Hanging Gardens of Babylon_1
© WhiteHaven / Shutterstock
The Hanging Gardens of Babylon have long been regarded as one of the Seven Wonders of the Ancient World, although not without controversy. It seems that the Gardens have also been regarded as purely legendary, with no evidence that this ancient site ever existed in Babylon.

For centuries, historians, archaeologists and others have imagined what the Hanging Gardens may have looked like and several artists, most notably Dutch artist Maarten van Heemskerck in the 16th century painted his concept of the Gardens, complete with the Tower of Babel in the background.

Now, a historian with Oxford University may have cracked the case wide open, potentially solving centuries-old theories of the Hanging Gardens.

Dr. Stephanie Dalley, of Oxford's Oriental Institute, said the fabled Hanging Gardens of Babylon were not actually located in Hillah and were not built by King Nebuchadnezzar of Babylon. In fact, she says the site was not even in Babylon at all, but rather 300 miles north in Nineveh, and built by the Assyrian ruler Sennacherib.

Hanging Gardens of Babylon
© North Wind Picture Archives / Alamy
The gardens were probably situated in Nineveh, a city located in what is now in the north of modern-day Iraq.
According to The Independent, Dalley first proposed the idea in 1992 and has spent the better part of two decades piecing the mystery together. Now, after working diligently for so long on the project, she is set to reveal the findings in a book to be released later this month.

Pouring over historical documents and descriptions of the legendary Gardens, Dalley has discovered that a nineteenth century bas-relief from Sennacherib's palace in Nineveh showed trees growing atop a colonnade exactly as described by earlier accounts. She also found evidence that the Assyrian capital became known as 'New Babylon' after Assyria conquered Babylon in 689 BC. Dalley also uncovered several places in the region that were known by the name Babylon.

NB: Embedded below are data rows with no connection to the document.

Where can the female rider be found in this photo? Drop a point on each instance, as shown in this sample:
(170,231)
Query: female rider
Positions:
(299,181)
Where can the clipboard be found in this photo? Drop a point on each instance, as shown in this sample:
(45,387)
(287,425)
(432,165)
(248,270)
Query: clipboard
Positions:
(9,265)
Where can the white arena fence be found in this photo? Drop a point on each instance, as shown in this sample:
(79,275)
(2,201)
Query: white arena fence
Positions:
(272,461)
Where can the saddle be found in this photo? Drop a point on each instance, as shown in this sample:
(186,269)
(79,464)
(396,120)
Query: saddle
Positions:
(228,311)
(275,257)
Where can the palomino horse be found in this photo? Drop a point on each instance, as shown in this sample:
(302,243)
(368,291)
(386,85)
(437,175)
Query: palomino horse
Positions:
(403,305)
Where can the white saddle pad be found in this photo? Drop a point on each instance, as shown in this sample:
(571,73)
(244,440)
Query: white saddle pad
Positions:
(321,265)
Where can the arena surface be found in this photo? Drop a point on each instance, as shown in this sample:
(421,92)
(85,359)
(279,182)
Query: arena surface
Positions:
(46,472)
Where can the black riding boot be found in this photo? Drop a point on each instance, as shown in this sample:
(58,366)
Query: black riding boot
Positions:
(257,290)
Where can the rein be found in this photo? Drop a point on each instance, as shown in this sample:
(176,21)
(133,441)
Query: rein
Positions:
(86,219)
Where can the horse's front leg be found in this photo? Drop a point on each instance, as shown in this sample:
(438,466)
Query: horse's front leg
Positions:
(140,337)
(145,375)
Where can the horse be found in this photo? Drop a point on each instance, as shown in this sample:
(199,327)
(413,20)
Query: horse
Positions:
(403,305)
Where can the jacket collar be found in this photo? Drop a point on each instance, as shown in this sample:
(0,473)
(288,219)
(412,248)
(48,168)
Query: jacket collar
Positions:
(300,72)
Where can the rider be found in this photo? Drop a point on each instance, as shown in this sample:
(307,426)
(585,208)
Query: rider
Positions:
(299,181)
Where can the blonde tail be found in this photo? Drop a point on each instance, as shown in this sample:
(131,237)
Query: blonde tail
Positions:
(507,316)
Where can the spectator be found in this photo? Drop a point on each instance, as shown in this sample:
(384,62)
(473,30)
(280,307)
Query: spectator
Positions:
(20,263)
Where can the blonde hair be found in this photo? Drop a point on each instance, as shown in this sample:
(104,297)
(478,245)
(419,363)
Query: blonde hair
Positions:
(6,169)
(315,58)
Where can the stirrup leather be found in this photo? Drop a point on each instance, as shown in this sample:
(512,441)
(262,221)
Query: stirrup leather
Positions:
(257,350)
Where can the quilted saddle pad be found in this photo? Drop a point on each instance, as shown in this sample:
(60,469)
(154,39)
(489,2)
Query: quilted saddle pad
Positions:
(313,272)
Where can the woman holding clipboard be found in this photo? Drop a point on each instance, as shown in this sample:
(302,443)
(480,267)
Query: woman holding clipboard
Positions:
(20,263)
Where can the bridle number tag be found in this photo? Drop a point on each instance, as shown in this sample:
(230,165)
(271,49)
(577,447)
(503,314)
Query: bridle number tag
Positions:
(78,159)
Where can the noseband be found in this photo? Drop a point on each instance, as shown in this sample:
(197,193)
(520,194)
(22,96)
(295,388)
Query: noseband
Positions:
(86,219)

She also uncovered evidence that after the successful invasion of Babylon, the gates of Nineveh were renamed for those traditionally used for Babylon's city gates. Furthermore, through geographical assessments of the flat land surrounding Babylon, it would have been impossible for a water delivery system to be implemented in that region. And Dalley found descriptions of the Gardens that were written by historians who actually had visited the Nineveh region, making it more likely that the Hanging Gardens actually existed in Nineveh.

Hanging Gardens of Babylon_2
© Terry Ball / Stephanie Dalley
An artist’s impression of what the Hanging Gardens at Nineveh would have looked like c700BC.
Dalley found historical documentation that tells of Alexander the Great, whose army camped near the city in 331 BC, close to one of the great aqueducts that Dalley believes had carried water to the real site of the legendary Gardens.

Dalley told David Keys of The Independent that it has "taken many years to find the evidence to demonstrate that the gardens and associated system of aqueducts and canals were built by Sennacherib at Nineveh and not by Nebuchadnezzar in Babylon."

"For the first time it can be shown that the Hanging Garden really did exist," she added.

Dalley noted that a German team spent nearly 20 years last century looking for remnants of the Hanging Gardens, but never found a single clue confirming that Nebuchadnezzar built the site in Babylon. "To their dismay, they could not find any possible location with enough space in the vicinity of the palaces, nor did they dig out any written confirmation from the many texts they unearthed," Dalley remarked in a statement to The Telegraph.

In the end, Dalley concludes that the Hanging Gardens were built in a different century, in a different location, and by a different king leading a different civilization.